Bush is essentially using the "Kenny Boy" Lay/Enron defense. As "CEO" of the United States, Bush didn't know what was happening on a day-to-day basis. He simply read what was put in front of him and stayed on message...
 
Originally posted by: CADkindaGUY
Care to answer my question? Sure the magnitude of the issues are different but the principles are the same.

Yes/No?

CkG

Care to answer this? When a doctor gives a bad advice to a patient and damaged the patient?s health, he is slap with a malpractice lawsuit. When a president gives a false statement that leads the country to a war, costing billions and thousands of lives on both sides. What should the president be slap with?
 
I can't believe that Bow answered yes here and in the 'Lil' thread he defends(or pass them off as childish:roll😉 statements that were proven to be directly false(or overstatements😉 ) You can't have it both ways people, IF you are to be consistent.

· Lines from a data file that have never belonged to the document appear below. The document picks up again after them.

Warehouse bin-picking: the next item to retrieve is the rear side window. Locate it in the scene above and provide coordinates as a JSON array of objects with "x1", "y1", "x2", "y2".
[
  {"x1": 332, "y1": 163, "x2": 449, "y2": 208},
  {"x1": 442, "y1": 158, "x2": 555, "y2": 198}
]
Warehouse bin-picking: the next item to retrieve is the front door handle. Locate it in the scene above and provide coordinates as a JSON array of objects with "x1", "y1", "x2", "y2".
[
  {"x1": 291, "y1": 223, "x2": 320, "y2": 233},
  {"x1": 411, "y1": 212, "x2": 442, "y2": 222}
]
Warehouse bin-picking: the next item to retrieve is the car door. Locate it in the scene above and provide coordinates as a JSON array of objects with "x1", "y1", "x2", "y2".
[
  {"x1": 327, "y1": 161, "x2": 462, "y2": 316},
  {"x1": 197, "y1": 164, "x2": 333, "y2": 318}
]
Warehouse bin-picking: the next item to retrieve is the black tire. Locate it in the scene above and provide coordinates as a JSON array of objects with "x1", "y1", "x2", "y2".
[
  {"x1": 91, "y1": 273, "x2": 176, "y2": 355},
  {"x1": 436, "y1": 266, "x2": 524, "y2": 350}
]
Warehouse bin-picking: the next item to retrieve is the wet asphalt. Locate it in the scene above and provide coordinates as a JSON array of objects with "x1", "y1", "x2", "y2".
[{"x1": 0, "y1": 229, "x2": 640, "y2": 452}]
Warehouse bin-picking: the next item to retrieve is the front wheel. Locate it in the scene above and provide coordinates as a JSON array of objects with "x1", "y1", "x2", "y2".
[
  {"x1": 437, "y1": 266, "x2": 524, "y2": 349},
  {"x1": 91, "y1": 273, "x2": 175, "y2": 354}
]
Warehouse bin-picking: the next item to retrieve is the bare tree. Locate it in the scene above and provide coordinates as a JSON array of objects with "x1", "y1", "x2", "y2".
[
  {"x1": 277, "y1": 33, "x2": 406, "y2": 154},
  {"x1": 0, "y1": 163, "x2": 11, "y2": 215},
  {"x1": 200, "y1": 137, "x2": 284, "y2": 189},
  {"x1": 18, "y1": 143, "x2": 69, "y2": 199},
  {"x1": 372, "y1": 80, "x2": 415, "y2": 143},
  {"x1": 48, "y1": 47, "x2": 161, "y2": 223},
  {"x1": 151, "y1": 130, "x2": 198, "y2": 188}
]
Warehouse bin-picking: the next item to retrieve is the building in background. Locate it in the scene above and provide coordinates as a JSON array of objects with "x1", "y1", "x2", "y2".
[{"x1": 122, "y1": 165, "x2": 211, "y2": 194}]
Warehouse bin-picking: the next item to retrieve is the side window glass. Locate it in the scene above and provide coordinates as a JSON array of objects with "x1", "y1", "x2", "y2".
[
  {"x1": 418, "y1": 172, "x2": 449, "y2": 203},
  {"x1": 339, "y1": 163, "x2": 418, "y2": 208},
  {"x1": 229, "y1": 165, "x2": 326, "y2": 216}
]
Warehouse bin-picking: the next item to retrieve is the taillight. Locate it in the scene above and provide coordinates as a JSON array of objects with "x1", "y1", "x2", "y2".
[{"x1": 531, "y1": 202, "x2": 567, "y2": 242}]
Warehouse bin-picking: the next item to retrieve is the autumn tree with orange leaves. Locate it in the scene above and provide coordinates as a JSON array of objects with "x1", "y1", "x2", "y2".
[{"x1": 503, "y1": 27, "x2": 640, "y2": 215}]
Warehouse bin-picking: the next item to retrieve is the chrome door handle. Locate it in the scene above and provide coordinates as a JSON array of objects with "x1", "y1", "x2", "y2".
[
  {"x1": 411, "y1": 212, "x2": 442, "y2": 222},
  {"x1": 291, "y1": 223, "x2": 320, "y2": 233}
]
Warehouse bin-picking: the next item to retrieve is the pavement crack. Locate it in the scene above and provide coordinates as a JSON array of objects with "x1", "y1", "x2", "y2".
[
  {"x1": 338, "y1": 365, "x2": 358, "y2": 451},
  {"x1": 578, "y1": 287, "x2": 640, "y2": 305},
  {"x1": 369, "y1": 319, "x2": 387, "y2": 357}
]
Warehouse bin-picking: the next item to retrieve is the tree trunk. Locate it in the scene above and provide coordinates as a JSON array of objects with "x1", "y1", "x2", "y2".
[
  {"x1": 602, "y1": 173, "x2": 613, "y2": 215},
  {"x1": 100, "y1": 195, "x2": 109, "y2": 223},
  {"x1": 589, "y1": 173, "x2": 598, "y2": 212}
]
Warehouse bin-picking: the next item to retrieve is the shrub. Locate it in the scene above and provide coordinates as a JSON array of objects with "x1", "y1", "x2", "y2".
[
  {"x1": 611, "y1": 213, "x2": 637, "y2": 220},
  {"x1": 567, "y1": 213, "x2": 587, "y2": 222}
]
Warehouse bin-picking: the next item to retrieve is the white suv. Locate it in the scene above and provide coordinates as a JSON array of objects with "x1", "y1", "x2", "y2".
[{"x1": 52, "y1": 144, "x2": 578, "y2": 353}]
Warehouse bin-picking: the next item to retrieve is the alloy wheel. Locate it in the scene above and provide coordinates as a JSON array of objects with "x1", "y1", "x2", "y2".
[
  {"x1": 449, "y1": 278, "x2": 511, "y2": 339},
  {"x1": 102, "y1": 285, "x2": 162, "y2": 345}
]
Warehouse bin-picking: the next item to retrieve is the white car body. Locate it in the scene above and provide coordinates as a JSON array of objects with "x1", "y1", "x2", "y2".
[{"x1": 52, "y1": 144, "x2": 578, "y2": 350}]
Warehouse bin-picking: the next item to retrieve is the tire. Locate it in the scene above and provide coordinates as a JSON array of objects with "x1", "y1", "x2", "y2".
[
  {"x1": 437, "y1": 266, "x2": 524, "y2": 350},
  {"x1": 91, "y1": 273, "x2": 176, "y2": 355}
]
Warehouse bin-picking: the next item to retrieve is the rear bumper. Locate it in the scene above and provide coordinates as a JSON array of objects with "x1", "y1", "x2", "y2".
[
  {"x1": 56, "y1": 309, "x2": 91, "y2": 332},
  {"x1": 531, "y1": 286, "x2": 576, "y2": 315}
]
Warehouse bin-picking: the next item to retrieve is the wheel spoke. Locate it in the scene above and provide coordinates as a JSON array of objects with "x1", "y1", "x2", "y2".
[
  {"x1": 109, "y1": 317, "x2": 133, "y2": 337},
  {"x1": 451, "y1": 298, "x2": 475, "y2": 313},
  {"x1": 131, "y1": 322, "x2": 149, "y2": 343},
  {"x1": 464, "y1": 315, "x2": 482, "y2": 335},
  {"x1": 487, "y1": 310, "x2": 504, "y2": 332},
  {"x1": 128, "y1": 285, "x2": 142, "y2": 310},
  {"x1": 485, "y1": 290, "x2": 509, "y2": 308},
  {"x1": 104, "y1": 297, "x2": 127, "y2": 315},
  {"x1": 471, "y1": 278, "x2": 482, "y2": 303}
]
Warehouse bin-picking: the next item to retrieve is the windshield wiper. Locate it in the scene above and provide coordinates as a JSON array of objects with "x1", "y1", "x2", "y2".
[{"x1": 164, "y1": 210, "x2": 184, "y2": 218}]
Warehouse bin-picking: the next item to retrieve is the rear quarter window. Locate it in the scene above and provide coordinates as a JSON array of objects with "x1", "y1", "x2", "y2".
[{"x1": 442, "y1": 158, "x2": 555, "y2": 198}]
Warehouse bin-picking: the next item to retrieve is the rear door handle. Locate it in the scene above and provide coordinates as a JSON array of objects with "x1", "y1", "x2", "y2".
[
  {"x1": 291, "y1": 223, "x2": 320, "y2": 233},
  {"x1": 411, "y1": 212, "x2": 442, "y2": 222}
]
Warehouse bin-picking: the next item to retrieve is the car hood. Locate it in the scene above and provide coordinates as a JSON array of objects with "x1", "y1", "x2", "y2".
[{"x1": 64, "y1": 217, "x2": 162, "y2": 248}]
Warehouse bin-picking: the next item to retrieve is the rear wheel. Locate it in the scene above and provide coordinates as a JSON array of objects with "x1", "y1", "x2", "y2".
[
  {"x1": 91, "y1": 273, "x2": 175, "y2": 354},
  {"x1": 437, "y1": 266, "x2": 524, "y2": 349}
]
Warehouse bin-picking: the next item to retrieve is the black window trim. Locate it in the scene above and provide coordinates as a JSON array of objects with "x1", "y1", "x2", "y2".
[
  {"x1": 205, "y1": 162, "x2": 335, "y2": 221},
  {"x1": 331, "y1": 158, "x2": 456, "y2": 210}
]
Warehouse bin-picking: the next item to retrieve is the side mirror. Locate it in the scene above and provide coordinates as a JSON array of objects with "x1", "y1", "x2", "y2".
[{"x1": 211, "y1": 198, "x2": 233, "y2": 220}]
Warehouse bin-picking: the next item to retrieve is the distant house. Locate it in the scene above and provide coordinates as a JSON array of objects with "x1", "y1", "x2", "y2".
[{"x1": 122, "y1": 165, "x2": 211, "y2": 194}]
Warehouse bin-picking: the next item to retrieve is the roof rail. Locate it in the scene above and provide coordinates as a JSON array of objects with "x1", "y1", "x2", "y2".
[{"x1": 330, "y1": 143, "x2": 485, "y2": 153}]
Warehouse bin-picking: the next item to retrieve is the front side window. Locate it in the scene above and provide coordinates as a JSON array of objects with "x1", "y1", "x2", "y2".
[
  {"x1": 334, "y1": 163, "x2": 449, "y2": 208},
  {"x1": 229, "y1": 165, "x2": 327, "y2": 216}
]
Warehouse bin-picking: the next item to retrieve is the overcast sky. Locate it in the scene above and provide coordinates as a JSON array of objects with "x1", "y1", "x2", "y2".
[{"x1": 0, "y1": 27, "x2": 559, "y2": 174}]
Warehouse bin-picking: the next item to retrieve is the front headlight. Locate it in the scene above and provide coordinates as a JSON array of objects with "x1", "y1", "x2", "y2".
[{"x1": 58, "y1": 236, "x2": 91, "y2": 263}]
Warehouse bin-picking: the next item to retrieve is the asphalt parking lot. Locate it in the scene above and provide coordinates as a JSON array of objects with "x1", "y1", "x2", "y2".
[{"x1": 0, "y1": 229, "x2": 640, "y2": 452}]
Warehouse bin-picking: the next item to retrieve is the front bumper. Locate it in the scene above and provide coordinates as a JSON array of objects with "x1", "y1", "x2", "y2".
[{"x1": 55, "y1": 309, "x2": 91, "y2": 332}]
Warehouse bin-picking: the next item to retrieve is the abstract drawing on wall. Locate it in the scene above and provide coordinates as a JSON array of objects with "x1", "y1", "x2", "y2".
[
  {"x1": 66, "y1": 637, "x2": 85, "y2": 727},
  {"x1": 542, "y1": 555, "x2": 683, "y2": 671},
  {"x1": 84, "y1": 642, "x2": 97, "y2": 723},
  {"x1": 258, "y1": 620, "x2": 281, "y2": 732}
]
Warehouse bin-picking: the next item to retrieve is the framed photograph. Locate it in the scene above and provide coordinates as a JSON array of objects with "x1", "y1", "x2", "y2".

rchiu - Was the one "bad" piece of intel Bush used in the SOTU the reason people looked to and said "whoa - uranium:Q, I don't believe the other WMD stuff but man, if they are getting Uranium then we gotta go in" ? No, it was one sentence that shouldn't have been in there, but that doesn't mean the whole thing was decietful.

CkG
 
Originally posted by: CADkindaGUY
I can't believe that Bow answered yes here and in the 'Lil' thread he defends(or pass them off as childish:roll😉 statements that were proven to be directly false(or overstatements😉 ) You can't have it both ways people, IF you are to be consistent.

rchiu - Was the one "bad" piece of intel Bush used in the SOTU the reason people looked to and said "whoa - uranium:Q, I don't believe the other WMD stuff but man, if they are getting Uranium then we gotta go in" ? No, it was one sentence that shouldn't have been in there, but that doesn't mean the whole thing was decietful.

CkG



Actually it is entirely possible to believe the whole thing was decietful.

link
 
Why would Bush have thought that he needed to correct this one right after the speach? All of the other BS he put out before just sort of blew away because most people asking questions got verbally bitch-slapped by Fleischer or Rummy and they shut up. Now people are gathering their cajones and were asking this question again and again until Bush started to look too much like a buffoon for blowing it off so many times. He had a ready-made patsy in Tenet. And, in my opinion, Tenet didn't get fired yet because Bush has plans for him to take another fall for something else. I don't yet know what it is, but Tenet has to still have his job then so Bush can then fire him, say action has been taken, so forget it and move on.